Once you have learned these words
you will learn that there are more
words than you can ever learn.
The word hand floats above your hand
like a small cloud over a lake.
The word hand anchors
your hand to this table
your hand is a warm stone
I hold between two words.

This is your hand, these are my hands, this is the world,
which is round but not flat and has more colors
than we can see.

It begins, it has an end,
this is what you will
come back to, this is your hand.

Margaret Atwood 1978
I think I have a new favorite poem, too.

When my  4 year old great niece was here last week, she colored like that. I gave her a small lantern that, being cheaply made, ceased to work. I used my tiny screwdriver and some duct tape to fix it as she watched patiently. She learned that it is fun to fix things and no longer such a terrible thing when new things break. It becomes the excuse to look inside.

Make, please fix and please create... With the world going as it is, our children will each need each of these skills.

2 comments:

  1. Wonderful story on NPR the other day( referred by Ben Kellman, woodworking teacher in Billerica, MA):

    http://www.wbur.org/npr/353286773/among-dartmouths-lathes-and-saws-lessons-in-creativity

    “……Starting With Structure

    Jennifer Mueller does know. She's a professor at the University of San Diego, and, for 15 years, she's been studying creativity.

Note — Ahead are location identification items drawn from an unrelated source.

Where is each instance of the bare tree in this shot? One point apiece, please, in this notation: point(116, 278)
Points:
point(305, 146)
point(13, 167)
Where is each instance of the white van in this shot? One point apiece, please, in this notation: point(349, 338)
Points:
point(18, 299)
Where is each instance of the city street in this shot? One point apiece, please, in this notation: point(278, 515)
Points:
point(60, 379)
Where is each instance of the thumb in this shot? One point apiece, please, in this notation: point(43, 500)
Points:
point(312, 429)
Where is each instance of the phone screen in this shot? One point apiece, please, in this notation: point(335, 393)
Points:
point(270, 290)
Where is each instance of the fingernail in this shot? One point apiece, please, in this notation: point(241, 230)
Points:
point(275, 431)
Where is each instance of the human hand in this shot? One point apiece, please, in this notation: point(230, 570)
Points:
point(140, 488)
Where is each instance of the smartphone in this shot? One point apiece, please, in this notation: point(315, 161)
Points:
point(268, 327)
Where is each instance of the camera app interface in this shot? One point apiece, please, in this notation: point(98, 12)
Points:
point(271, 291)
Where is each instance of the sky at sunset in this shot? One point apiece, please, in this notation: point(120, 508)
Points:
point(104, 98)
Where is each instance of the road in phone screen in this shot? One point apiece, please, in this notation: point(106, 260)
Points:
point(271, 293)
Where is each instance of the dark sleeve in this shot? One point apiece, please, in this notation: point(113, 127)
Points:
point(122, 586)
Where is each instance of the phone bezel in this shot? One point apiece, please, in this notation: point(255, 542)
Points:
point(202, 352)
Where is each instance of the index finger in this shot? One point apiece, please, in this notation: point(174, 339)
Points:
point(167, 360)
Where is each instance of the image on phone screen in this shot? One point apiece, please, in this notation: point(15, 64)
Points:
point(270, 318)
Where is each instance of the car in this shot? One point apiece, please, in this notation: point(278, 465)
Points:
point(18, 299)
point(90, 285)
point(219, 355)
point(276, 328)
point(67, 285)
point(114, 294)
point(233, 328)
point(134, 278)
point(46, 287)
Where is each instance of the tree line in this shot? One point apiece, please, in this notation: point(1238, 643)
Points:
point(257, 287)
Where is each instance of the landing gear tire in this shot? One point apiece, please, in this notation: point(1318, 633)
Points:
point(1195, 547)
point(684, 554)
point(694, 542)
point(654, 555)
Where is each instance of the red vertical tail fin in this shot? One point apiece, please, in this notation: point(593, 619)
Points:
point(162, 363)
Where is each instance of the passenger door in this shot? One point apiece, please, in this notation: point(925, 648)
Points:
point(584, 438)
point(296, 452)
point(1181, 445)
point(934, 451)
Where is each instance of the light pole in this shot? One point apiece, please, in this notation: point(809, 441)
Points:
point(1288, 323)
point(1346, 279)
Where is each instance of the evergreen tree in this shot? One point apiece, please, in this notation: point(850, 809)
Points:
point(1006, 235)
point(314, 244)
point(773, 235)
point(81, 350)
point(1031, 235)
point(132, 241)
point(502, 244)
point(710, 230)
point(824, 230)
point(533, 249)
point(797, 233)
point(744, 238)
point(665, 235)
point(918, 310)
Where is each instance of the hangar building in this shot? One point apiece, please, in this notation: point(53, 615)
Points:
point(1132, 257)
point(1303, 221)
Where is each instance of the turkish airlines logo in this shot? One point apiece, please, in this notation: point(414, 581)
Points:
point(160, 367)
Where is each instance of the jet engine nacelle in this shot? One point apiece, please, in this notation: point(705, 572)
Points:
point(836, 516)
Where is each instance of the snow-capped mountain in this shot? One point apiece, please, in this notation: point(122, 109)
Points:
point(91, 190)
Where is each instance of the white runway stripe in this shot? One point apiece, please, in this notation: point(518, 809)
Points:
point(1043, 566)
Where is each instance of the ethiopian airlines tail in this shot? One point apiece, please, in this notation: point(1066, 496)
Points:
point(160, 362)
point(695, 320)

    As she told me about the key ingredients necessary to teach creativity, I suddenly realized that they are exactly what I remember from Whitney's wood shop.

    Mueller says you have to get rid of this stereotype that creativity is unleashed.

    "There is this impression that: Give students freedom and they'll be creative. And what we know is that they need some structure upfront," says Mueller.

    They need a well-defined problem — like building a piece of furniture — and they need to know the constraints and the range of possibilities.

    That echoes something Whitney said: "You start with a stick. And they've never started with a stick before. And the next thing you know you're making decisions."

    At that point, he says, the student doesn't even know the possibilities.

    "So that's my job in a lot of ways, just to help people discover the possibilities. The potential of a stick of wood."

    Think about it. That's a recipe for creativity. One you can apply to all sorts of pursuits: a lump of clay, an unknown disease, a string of computer code.

    Whitney illuminates the possibilities but says he never picks from among them. That's the student's job. Jennifer Mueller says that's exactly what the research says is important.

    It's Got To Be Fun

    Another key ingredient for creativity is having fun — being intrinsically motivated.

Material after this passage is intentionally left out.